Aparentemente faltava competência ou boa vontade aos governantes para perceber que ações de governo dessa natureza precisavam ser complementadas por outros programas que suportassem as demandas em outras áreas, como saúde, saneamento básico e educação, por exemplo.
Sem isso, essa parcela da população que se encontrava marginalizada, assim continuaria porque não conseguiria se inserir no mercado de trabalho, como população economicamente ativa, por não possuir os requisitos básicos para entender e trabalhar num ambiente onde a tecnologia a cada dia assumia maior peso. Pior, essa condição indigna seria transmitida à sua descendência, como uma espécie de herança social, ou castigo que o Estado impunha aos que não pudessem suportar pelos próprios meios, os encargos com educação e saúde, definidos na Constituição como de sua obrigação e responsabilidade.

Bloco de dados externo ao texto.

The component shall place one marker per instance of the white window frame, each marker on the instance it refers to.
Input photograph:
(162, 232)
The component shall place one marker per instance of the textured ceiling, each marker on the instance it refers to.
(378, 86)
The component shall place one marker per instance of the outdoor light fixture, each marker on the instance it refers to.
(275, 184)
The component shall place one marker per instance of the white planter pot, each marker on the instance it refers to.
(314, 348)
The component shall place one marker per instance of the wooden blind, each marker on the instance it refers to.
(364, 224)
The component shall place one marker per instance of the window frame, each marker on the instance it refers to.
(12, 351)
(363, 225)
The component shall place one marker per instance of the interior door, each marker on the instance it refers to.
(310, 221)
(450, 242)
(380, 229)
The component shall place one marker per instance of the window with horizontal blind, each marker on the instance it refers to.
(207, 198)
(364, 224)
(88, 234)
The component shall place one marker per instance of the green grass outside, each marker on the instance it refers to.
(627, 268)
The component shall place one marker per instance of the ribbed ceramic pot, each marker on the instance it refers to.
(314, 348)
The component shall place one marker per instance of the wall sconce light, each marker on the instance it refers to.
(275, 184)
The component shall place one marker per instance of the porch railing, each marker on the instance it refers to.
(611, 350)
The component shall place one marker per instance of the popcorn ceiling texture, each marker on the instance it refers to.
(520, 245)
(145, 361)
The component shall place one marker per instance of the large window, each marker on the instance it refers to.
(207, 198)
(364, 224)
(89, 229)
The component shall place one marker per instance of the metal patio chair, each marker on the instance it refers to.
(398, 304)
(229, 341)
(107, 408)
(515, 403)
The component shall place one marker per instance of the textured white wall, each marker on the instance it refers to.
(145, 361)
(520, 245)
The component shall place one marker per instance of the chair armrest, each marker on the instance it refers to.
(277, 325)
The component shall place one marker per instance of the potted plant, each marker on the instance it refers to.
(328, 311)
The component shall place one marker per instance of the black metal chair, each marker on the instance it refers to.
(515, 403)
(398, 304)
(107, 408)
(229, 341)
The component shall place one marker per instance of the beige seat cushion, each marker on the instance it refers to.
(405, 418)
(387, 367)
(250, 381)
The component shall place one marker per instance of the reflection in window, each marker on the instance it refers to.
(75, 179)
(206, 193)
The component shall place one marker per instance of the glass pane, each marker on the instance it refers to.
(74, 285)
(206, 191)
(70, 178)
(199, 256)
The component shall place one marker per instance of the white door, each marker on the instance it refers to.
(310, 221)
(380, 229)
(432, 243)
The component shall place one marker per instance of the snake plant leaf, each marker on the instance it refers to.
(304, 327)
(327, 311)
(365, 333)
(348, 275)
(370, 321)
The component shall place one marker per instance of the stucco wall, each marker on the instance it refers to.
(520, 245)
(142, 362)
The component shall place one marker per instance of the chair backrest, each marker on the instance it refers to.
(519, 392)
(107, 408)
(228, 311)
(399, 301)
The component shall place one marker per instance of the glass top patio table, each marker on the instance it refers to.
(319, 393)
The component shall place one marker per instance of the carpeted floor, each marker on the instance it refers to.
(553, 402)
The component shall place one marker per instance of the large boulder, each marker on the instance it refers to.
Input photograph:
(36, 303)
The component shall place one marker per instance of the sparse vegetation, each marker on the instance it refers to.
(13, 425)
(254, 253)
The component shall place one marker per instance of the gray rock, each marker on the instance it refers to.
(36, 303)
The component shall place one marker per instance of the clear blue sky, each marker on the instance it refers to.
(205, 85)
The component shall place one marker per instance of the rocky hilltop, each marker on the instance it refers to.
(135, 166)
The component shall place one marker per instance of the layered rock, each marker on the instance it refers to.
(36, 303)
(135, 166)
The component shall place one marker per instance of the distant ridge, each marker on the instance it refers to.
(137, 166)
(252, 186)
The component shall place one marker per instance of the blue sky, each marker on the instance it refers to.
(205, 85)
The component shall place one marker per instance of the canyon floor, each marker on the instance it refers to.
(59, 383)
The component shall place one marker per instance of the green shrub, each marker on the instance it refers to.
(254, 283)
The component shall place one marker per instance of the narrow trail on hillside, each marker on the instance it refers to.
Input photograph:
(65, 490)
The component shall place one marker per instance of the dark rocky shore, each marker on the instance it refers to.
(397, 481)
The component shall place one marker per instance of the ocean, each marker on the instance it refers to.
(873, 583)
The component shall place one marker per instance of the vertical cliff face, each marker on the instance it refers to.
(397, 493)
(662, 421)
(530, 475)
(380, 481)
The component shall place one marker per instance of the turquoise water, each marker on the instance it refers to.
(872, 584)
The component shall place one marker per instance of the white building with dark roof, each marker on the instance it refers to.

Ou seja, gradativamente o Estado ia se transformando num tipo de monstro que tudo devorava e quase nada oferecia em troca. Com uma carga tributária a cada dia mais insuportável, arrecadava mais e mais dinheiro que se esvaia nos meandros da mastodôntica máquina administrativa que ao invés de servir o povo, dele se servia, arrancando – ao amparo da lei - os poucos recursos que ainda possuía, num processo perverso de transferência de renda dos menos representados para os privilegiados pertencentes a uma nova classe social que através do elevado QI – não se trata de quociente de inteligência, trata-se de quem indica - se encastelara nos diversos escalões do poder, num verdadeiro aparelhamento político e loteamento da máquina administrativa e de empresas estatais, cuja conseqüência mais imediata era a queda vertiginosa da produtividade já bastante precária nos órgãos públicos de um modo geral.
Reformas significativas e profundas que visassem à redução das desigualdades e que a médio prazo pudessem proporcionar condições idênticas de oportunidades, direitos e obrigações, não se faziam. Talvez porque faltasse a coragem aos que deveriam empreender uma assepsia geral no emaranhado de dutos por onde corria o lodaçal de favores e negociações entre os poderes, tão comum naqueles dias; ou porque a oposição uma vez no poder julgava que a manutenção do “status quo” que tanto condenava rendia mais dividendos e, portanto era mais interessante como estratégia para se perpetuar no poder; e assim tudo continuava como dantes no quartel de Abrantes!
Bem, o posto médico foi inaugurado em clima de festa, os discursos se sucederam, o povo feliz – como se num passe de mágica os problemas tivessem acabado - aplaudiu.
Uma alegria passageira, pois a realidade, tal como o carrasco que se posta junto ao cadafalso, sobrevivia incólume e zombeteira como a se divertir daquela parvalhice, sabedora de que a rotina, ato contínuo, seria a mesma: a das carências, do desemprego, da falta de segurança, da falta de um sistema educacional de qualidade, da falta de assistência médica, da falta de moradia e de saneamento, da impunidade aos crimes de um modo geral e aos do colarinho branco em particular; das fraudes de toda espécie, da anistia aos contumazes infratores da lei, da conivência e omissão em relação a todo e qualquer tipo de delito ou afronta grosseira aos princípios de igualdade assegurados na Constituição e que na prática não passavam de letra morta porque aqueles que deveriam assegurar seu cumprimento eram os primeiros a virar-lhe as costas.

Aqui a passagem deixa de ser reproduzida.